A produção da No Idea Entertainment, com Luis Vizcaino, Michelle Vizcaino, Michel Limón e Carlos Castillo P. como produtores, entregou um filme que, visualmente, é limpo e moderno, sem artifícios que tirem o foco do que realmente importa: as pessoas e suas reações. É um palco onde a química do elenco principal realmente brilha, transformando a tela em um convite para espiar a vida de amigos que, no fundo, só querem proteger um ao outro – ainda que de uma maneira um tanto questionável.
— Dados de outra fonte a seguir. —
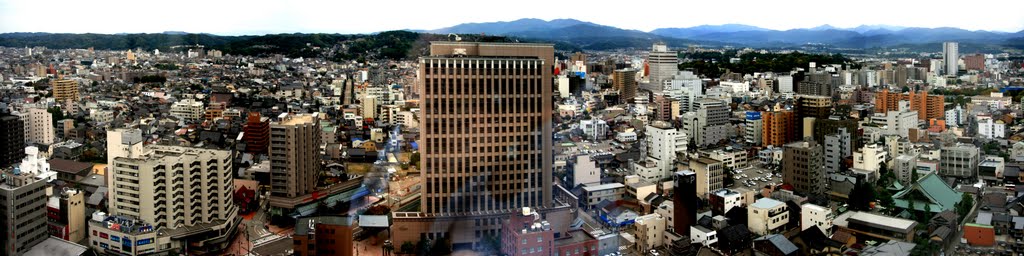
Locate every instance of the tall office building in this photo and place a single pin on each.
(950, 55)
(710, 175)
(484, 140)
(65, 89)
(23, 210)
(685, 202)
(11, 140)
(38, 125)
(664, 64)
(257, 133)
(709, 122)
(295, 141)
(779, 128)
(803, 167)
(625, 81)
(66, 212)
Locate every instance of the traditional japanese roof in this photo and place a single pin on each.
(928, 193)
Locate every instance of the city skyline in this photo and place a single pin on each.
(264, 16)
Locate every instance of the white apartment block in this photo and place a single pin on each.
(813, 215)
(766, 216)
(187, 110)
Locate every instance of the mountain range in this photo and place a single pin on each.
(594, 36)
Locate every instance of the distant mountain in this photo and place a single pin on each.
(503, 28)
(704, 30)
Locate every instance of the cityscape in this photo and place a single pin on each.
(519, 136)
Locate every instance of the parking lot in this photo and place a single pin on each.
(755, 177)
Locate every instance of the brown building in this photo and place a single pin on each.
(803, 167)
(295, 141)
(975, 62)
(625, 81)
(928, 107)
(779, 128)
(325, 236)
(257, 133)
(65, 90)
(484, 142)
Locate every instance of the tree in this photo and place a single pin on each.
(407, 248)
(965, 206)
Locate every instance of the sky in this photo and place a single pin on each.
(353, 16)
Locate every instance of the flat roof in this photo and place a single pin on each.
(603, 186)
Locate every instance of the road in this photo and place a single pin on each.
(281, 246)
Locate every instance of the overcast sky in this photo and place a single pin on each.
(263, 16)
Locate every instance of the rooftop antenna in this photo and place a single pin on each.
(457, 37)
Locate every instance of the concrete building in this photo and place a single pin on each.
(188, 110)
(779, 128)
(767, 216)
(710, 174)
(686, 87)
(837, 147)
(904, 166)
(785, 84)
(595, 129)
(664, 143)
(724, 200)
(295, 141)
(950, 56)
(803, 167)
(525, 233)
(684, 210)
(815, 216)
(11, 139)
(753, 128)
(24, 206)
(592, 196)
(38, 126)
(188, 197)
(324, 236)
(663, 65)
(649, 231)
(960, 161)
(870, 158)
(989, 128)
(928, 107)
(66, 215)
(625, 81)
(709, 123)
(65, 90)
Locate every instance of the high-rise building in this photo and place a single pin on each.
(684, 202)
(813, 107)
(165, 194)
(257, 133)
(950, 55)
(66, 212)
(779, 128)
(685, 87)
(295, 141)
(65, 89)
(785, 84)
(960, 161)
(709, 123)
(664, 64)
(38, 126)
(928, 107)
(23, 210)
(710, 175)
(484, 141)
(625, 81)
(11, 140)
(803, 167)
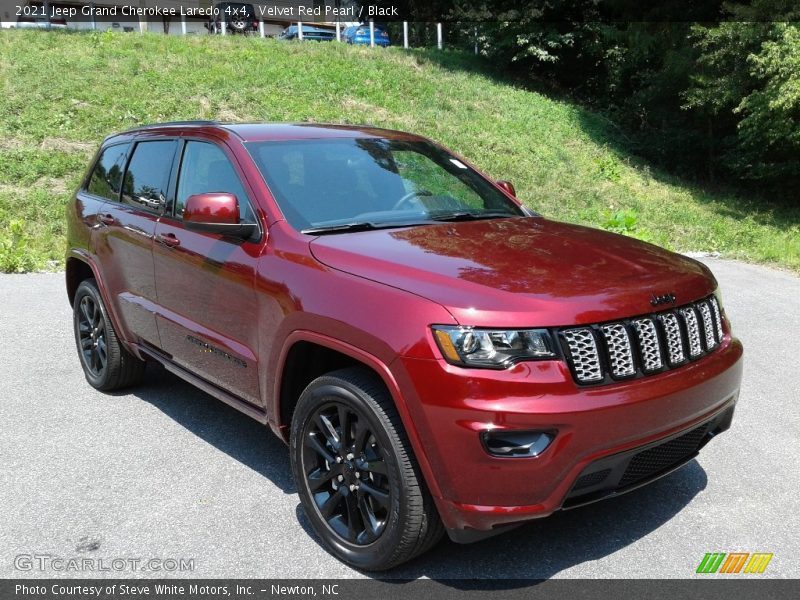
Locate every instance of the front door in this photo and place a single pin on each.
(207, 315)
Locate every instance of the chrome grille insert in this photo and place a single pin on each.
(619, 349)
(717, 316)
(690, 318)
(672, 329)
(649, 347)
(643, 345)
(708, 325)
(585, 358)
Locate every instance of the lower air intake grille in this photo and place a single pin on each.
(653, 460)
(591, 479)
(644, 345)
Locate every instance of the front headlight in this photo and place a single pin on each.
(492, 348)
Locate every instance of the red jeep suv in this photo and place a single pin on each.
(438, 357)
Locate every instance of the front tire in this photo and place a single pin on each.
(106, 364)
(356, 475)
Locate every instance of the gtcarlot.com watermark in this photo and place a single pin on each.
(63, 564)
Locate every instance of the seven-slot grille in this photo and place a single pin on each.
(643, 345)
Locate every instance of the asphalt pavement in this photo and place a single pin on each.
(167, 473)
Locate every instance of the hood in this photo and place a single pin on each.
(520, 271)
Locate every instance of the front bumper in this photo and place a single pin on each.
(477, 493)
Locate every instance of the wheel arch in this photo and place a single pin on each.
(285, 392)
(79, 267)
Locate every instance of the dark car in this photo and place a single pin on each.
(237, 17)
(360, 35)
(438, 357)
(310, 33)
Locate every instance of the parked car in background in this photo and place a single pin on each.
(41, 22)
(359, 35)
(437, 356)
(310, 33)
(238, 17)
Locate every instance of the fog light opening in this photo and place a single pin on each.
(516, 444)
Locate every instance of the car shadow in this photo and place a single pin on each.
(216, 423)
(521, 557)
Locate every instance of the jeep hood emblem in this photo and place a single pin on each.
(657, 300)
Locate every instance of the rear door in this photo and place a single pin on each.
(124, 243)
(207, 317)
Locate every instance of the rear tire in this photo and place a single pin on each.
(106, 364)
(356, 475)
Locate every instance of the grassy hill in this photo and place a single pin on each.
(63, 92)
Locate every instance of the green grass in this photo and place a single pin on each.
(63, 92)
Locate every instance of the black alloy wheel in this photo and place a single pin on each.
(92, 336)
(346, 473)
(356, 474)
(106, 363)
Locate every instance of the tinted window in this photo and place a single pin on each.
(205, 168)
(320, 183)
(147, 177)
(107, 175)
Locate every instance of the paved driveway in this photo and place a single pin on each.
(168, 472)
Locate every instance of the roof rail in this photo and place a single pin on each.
(173, 123)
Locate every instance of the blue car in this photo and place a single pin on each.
(310, 33)
(359, 34)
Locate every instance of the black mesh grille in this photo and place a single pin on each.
(591, 479)
(649, 462)
(645, 345)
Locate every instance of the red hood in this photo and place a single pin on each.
(520, 271)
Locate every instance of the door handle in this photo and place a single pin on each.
(168, 239)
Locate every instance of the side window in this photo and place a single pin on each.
(106, 177)
(147, 177)
(206, 168)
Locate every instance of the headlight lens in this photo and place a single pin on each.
(492, 348)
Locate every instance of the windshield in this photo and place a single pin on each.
(329, 183)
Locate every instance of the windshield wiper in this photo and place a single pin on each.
(471, 216)
(355, 226)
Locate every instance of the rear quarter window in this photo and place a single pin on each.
(106, 178)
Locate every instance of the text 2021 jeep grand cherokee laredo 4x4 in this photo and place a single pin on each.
(436, 356)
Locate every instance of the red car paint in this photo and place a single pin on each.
(373, 296)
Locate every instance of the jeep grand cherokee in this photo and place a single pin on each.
(438, 357)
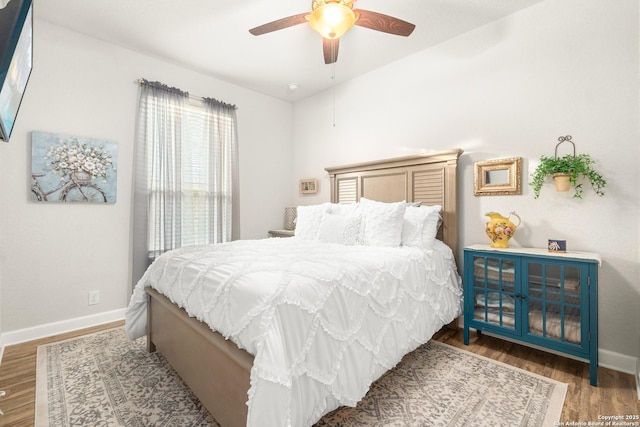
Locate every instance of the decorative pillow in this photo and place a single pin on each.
(309, 219)
(342, 225)
(382, 222)
(420, 226)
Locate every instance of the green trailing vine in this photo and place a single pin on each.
(572, 165)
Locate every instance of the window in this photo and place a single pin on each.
(186, 160)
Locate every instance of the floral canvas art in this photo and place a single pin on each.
(73, 169)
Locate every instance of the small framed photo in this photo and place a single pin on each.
(308, 186)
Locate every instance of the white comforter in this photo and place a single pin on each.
(323, 320)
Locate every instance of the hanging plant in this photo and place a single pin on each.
(570, 167)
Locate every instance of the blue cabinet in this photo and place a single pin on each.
(546, 299)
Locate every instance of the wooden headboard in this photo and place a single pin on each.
(427, 178)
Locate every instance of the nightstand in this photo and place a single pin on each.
(536, 297)
(281, 233)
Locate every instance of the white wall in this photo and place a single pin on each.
(510, 89)
(51, 255)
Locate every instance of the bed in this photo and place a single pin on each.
(335, 358)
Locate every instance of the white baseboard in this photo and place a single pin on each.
(617, 361)
(606, 358)
(55, 328)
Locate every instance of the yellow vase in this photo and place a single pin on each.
(500, 229)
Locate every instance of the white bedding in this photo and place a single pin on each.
(323, 320)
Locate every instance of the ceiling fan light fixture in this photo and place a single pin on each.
(332, 20)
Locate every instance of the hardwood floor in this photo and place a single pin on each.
(615, 395)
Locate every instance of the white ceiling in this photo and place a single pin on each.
(212, 37)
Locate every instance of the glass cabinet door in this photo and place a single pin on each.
(494, 291)
(553, 301)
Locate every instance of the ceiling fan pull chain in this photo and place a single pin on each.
(333, 77)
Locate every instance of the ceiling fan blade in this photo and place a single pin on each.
(330, 50)
(279, 24)
(385, 23)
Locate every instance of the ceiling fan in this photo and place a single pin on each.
(332, 19)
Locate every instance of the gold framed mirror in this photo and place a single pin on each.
(498, 177)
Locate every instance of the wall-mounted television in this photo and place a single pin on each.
(16, 59)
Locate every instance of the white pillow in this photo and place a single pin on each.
(341, 225)
(420, 226)
(309, 219)
(382, 222)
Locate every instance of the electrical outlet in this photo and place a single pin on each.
(94, 297)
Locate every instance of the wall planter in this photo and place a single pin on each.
(567, 171)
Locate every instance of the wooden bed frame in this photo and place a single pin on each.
(215, 369)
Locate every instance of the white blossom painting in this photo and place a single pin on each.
(72, 169)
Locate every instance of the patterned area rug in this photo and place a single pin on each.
(104, 379)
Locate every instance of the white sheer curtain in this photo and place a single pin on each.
(186, 178)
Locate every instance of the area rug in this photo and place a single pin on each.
(104, 379)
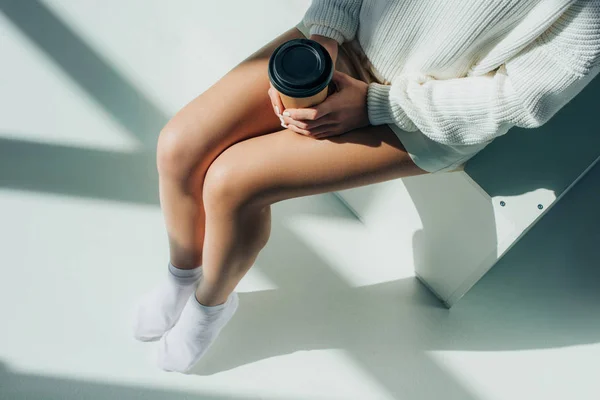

No fim das contas, Todas Menos Ela é mais do que uma comédia simples. É um espelho que reflete as complexidades das amizades adultas, o medo da mudança e, sim, a maneira como somos rápidos em julgar quem não se encaixa em nossos pequenos universos. Se você busca um filme que te fará rir alto, mas também te fará pensar um pouco sobre a fragilidade das aparências e o poder do preconceito, essa é uma ótima pedida. E quem sabe, talvez você até comece a olhar para a “Sandra” da sua vida com outros olhos. Ou, pelo menos, com um pouco mais de desconfiança. Porque, no cinema e na vida, nem tudo é o que parece.